What you need to know
- Getting the flu vaccine helps reduce your risk of getting really sick or having to go to hospital.
- Reopening New Zealand's border means we will see new strains of flu spreading in our communities.
- Flu vaccines are free for those people most likely to get very sick – people who are over 65 years of age; Māori and Pacific people over 55 years of age; pregnant people; tamariki aged 3-12 years old, and those with underlying and other health conditions.
- Total influenza vaccinations administered for the year in 2020 was 1,163,566
- Total influenza vaccinations administered for the year in 2021 was 911,046
- Visit the Ministry of Health’s website for more information.
- Data may vary reflecting timeliness of data reporting.
New Zealand is moving towards the winter peak for all respiratory illness, including flu. People are encouraged to get an influenza vaccination if they are not yet immunised.
People are also reminded to stay home if they are unwell, regardless of their COVID-19 test result. Staying home when unwell is one of the most important public health measures to prevent transmission of all respiratory illnesses.

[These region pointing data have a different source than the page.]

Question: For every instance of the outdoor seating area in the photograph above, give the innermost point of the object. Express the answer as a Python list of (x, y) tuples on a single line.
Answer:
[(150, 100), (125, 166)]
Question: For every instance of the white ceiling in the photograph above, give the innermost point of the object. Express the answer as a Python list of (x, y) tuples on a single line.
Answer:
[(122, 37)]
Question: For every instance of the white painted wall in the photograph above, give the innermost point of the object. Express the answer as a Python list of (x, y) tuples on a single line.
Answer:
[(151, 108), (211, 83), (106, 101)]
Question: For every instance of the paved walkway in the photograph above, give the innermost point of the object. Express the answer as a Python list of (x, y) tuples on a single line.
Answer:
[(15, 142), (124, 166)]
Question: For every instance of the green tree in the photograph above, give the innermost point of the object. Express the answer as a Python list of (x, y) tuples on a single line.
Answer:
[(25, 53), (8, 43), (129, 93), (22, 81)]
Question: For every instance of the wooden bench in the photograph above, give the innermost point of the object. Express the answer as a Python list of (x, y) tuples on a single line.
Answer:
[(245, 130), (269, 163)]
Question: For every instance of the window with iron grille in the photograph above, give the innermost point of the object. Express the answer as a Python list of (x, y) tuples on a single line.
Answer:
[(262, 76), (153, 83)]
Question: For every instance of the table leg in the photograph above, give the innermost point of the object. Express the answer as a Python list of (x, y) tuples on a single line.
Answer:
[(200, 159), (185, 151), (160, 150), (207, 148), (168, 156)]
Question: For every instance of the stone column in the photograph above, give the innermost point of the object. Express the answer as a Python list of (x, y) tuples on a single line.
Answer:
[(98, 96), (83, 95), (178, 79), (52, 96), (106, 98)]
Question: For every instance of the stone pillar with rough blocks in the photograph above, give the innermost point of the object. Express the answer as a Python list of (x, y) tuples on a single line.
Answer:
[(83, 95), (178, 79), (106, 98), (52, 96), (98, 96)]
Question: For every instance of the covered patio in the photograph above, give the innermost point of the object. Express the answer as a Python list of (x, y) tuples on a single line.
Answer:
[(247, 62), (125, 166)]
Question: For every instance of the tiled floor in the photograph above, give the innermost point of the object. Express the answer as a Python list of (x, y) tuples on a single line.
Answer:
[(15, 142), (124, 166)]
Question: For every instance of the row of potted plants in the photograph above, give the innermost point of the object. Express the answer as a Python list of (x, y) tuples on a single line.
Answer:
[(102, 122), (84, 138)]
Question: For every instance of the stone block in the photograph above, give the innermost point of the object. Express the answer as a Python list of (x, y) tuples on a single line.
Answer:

As expected, this flu season is one of the most challenging we’ve seen in recent years, with many people presenting at hospital with severe flu-related symptoms. Funded eligibility for the flu vaccine has now been extended.
From last week, flu vaccinations became free for all tamariki aged 3-12 years old, and for people with serious mental health and addiction needs.
To keep your child and whānau healthy this winter, it’s important they have a flu vaccination, and are also up to date with their other vaccinations, including COVID-19 and measles.